My 7 year old son Jonathan asked if he could have potato pancake for lunch yesterday. A big one that would fill the whole frying pan. I try as much as possible to keep him from eating gluten. So I was happy with the idea. He grated 1 potato, used 1 egg, 1tsp gluten free flour, a little sea salt and oil for frying.
We spread the mixture and flattened it with a fork as it is not as running as normal pancake batter. He cooked it for about 5 min each side. Using an egg lifter we flipped it over. While the potato pancake was cooking, we peeled an apple & stewed it in a little water adding some cinnamon. Once cooked I helped him blend the apple. He added extra cinnamon on top… and Voila ! He was so proud that he made his very own lunch and ate it all up.

P.S He did grate a little bit of his thumb in the process, but it was worth it. LOL

Delicious Pesto

This delicious home made pesto is so yummy, you’ll struggle to keep it in the fridge.

Ingredients:

56g Fresh Basil leaves
100ml-200ml Olive Oil
50g grated Parmesan
1 tsp Herbamare or sea salt
pinch of pepper ( optional)
2 cloves Garlic
12 pan fried pine nuts (optional)

Wash fresh Basil. Trim off stalks off and place wet leaves
into a small pot & blanch for 1 min.
This allows the basil to retain its bright green color.
Wait 5 min to cool down.
Add all other ingredients and blend until smooth.
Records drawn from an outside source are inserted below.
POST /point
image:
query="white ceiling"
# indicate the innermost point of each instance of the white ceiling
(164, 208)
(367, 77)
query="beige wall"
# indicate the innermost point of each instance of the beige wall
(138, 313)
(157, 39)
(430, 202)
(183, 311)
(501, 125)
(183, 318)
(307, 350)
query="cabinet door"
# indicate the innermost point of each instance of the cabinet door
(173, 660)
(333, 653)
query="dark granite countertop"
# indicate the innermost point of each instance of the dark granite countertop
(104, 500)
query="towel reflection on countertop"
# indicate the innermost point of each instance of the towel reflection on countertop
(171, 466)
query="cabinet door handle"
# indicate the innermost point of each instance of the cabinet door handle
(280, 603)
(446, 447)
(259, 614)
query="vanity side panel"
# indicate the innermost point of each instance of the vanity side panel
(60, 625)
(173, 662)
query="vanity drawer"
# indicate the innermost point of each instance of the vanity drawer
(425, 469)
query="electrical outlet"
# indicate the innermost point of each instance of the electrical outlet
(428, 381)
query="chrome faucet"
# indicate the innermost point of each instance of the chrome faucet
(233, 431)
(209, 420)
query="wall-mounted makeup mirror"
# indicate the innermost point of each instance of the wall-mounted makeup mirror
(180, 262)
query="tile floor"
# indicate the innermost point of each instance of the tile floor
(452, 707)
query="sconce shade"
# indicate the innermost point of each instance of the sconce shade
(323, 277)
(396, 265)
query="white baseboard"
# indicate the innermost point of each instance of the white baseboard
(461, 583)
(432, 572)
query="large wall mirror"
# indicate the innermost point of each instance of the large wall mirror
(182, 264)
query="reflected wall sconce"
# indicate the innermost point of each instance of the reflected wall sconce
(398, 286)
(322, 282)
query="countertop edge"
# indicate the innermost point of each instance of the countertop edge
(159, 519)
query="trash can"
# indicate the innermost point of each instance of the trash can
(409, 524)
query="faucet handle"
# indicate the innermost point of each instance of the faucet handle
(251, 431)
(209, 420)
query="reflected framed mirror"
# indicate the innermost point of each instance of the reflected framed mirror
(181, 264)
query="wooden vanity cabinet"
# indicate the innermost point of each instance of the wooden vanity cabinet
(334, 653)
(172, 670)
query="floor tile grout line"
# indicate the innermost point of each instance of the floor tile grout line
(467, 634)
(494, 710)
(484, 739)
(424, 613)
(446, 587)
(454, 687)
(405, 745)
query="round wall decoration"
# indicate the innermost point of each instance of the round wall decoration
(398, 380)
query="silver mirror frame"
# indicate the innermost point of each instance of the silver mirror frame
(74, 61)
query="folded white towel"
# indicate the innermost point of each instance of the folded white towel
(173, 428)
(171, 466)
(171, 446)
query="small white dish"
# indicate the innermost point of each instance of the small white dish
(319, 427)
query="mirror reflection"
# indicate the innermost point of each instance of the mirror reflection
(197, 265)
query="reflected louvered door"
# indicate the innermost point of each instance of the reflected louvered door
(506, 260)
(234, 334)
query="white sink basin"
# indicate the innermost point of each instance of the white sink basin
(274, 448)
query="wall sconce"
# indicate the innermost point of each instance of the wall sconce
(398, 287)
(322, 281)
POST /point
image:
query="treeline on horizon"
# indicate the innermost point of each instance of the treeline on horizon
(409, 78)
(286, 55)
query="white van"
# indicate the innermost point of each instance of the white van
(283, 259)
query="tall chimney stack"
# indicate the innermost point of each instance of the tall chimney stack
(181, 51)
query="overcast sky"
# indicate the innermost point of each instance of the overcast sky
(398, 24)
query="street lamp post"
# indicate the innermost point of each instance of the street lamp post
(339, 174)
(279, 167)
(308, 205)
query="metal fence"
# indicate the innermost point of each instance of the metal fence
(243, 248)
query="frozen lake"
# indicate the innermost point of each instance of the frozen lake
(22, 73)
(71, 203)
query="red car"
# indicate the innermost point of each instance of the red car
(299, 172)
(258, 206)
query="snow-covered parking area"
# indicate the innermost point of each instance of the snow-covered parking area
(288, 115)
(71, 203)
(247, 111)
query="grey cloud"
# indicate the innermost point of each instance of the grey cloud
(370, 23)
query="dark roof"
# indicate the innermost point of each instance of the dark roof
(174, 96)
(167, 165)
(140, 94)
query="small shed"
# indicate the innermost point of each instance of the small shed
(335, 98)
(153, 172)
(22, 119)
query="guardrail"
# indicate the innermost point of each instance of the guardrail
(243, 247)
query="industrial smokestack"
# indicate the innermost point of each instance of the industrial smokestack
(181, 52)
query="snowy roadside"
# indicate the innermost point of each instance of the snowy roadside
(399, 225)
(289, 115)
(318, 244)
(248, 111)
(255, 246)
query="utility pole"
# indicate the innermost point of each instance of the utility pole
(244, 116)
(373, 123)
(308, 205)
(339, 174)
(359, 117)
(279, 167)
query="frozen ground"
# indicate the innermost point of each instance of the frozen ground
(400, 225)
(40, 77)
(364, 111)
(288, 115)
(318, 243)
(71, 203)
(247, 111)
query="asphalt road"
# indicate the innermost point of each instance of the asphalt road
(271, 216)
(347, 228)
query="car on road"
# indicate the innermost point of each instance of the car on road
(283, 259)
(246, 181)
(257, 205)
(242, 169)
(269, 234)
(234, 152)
Transfer into well washed glass jar top with a little Olive Oil & Voila ! Pesto !
Store in fridge until needed.

Tip : Personally I make my pesto without pine nuts & it tastes great! However I have heard that pine nuts improve the flavor, so if you have you spare fresh pine nuts in your pantry, dry fry or roast a handful & add to the other ingredients just before blending.